Selama ini, Pemerintah Jabar terkesan menutup-nutupi. Banyak warga Kuningan belum mengetahui rencana eksplorasi geothermal di sana. Awalnya, kata Okki, geothermal tidak boleh ada di kawasan konservasi. Namun UU Panas Bumi sedang direvisi. Nanti bisa masuk ke taman nasional. Mereka tidak mengatakan geothermal sebagai aktivitas pertambangan. “Kalau revisi ini berhasil, kami menuding Chevron berada di balik semua ini. Kami juga menuding dikeluarkannya kami dari kawasan hutan itu ada Chevron di belakangnya.”

Eksplorasi geothermal di Jabar pernah dilakukan di Kamojang. Perbatasan antara Kabupaten Bandung dan Garut. Okki mengatakan kondisi berbeda dengan Kuningan.“Di Kamojang letak jauh dari pemukiman warga. Di Kuningan berada di dalam perkampungan. Desa kami terancam.”

Pada 20 Oktober 2010, Pemerintah Jabar rapat bersama Kementerian Energi dan Sumber Daya Mineral (ESDM), Dinas ESDM Jabar dan Balai Taman Nasional Gunung Ciremai (BTNGC) membahas batasan wilayah kerja pertambangan (WKP). Hasil rapat itu menyepakati luasan WKP 23.646,27 hektar di Kabupaten Kuningan dan 642,48 hektar di Kabupaten Majalengka. “Seluruh WKP di luar konservasi BTNGC. Artinya luas WKP berada di lahan masyarakat.”

Kabupaten Kuningan merupakan daerah dengan sumber energi geothermal melimpah. Setidaknya, ada tiga titik panas bumi di Kabupaten Kuningan. Yakni di Sangkanhurip dengan potensi 80 MWE, Ciniru 70 MWE dan Pajambon 150 MWE.
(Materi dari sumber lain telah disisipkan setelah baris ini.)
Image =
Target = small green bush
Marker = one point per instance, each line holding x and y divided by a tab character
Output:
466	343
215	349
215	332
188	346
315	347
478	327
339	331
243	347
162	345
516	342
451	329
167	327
Pada 19 Oktober 2010,  Jabar mengeluarkan surat edaran pemberitahuan sosialisasi eksplorasi geothermal. Namun warga mengaku hingga kini sosialisasi tak pernah dilakukan. “Sampai saat ini tidak ada sosialisasi komprehensif. Kalau pun ada hanya di empat desa. Mayoritas masyarakat Kuningan tidak mengetahui. Karena itu kami sepakat menolak eksplorasi geothermal,” kata Okki.

Warga lereng Gunung Ceremai aksi protes dan mengadu ke Komnas HAM atas rencana geothermal Chevron yang terkesan sembunyi-sembunyi dari warga. Foto: Indra Nugraha
Warga lereng Gunung Ceremai aksi protes dan mengadu ke Komnas HAM atas rencana geothermal Chevron yang terkesan sembunyi-sembunyi dari warga. Foto: Indra Nugraha

Dia mengatakan, dari 162 desa terkena dampak, hanya empat desa dilakukan sosialisasi. Itu pun hadir hanya perwakilan. Chevron tak sosialisasi tetapi Dinas Sumber Daya Air dan Pertambangan Kuningan dan Jabar.
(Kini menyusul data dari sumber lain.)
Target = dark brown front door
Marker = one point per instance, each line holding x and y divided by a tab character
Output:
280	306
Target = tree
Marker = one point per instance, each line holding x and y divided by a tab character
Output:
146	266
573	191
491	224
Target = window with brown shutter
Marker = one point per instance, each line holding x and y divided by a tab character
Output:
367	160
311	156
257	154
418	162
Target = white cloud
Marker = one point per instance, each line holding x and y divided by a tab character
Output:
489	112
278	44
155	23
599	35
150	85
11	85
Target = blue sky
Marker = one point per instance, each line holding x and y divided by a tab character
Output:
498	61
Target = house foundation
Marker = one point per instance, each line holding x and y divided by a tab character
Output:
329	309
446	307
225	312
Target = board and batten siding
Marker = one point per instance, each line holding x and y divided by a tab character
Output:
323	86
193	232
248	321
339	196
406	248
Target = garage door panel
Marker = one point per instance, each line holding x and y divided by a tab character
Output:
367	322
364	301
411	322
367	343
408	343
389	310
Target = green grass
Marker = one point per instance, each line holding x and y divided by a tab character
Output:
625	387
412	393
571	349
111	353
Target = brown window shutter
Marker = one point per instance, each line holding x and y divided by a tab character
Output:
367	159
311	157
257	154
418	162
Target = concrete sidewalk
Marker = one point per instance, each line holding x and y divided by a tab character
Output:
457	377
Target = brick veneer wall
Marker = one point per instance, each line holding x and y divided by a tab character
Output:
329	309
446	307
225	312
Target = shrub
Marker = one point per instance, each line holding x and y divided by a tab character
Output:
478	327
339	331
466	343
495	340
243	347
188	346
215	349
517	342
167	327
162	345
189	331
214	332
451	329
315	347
Aher mengeluarkan SK Nomor 540/kep.1269-Dis-ESDM/2011 tentang panitia lelang wilayah kerja pertambangan panas bumi Gunung Ciremai. Saat lelang, hanya diikuti dua perusahaan asing. Yaitu PT Hitai dari Turki dan Chevron, Amerika. Chevron menang dengan penawaran tertinggi  US$ 9,7 cent per KWH.

Ahmari, warga Desa Sukamukti, Kecamatan Jalaksana mengatakan, awalnya Gunung Ciremai itu dikelola rakyat. Ketika menjadi taman nasional rakyat dibatasi. Sekarang, dengan geothermal ini rakyat akan makin dibatasi.

“Ada isu kami mau direlokasi ke Kalimantan. Padahal di wilayah  Kuningan, kami sudah makmur. Sudah tidak usah dibagi hasil lagi dengan asing.”

“Ini mengorbankan tenaga kerja atau orang penggarap lahan di desa masing-masing. Sekarang ada dalih bagi hasil antara Chevron dengan Kuningan untuk kesejahteraan masyarakat. Sebenarnya dengan hasil sayur kesejahteraan masyarakat sudah mencukupi,”kata Ahmari.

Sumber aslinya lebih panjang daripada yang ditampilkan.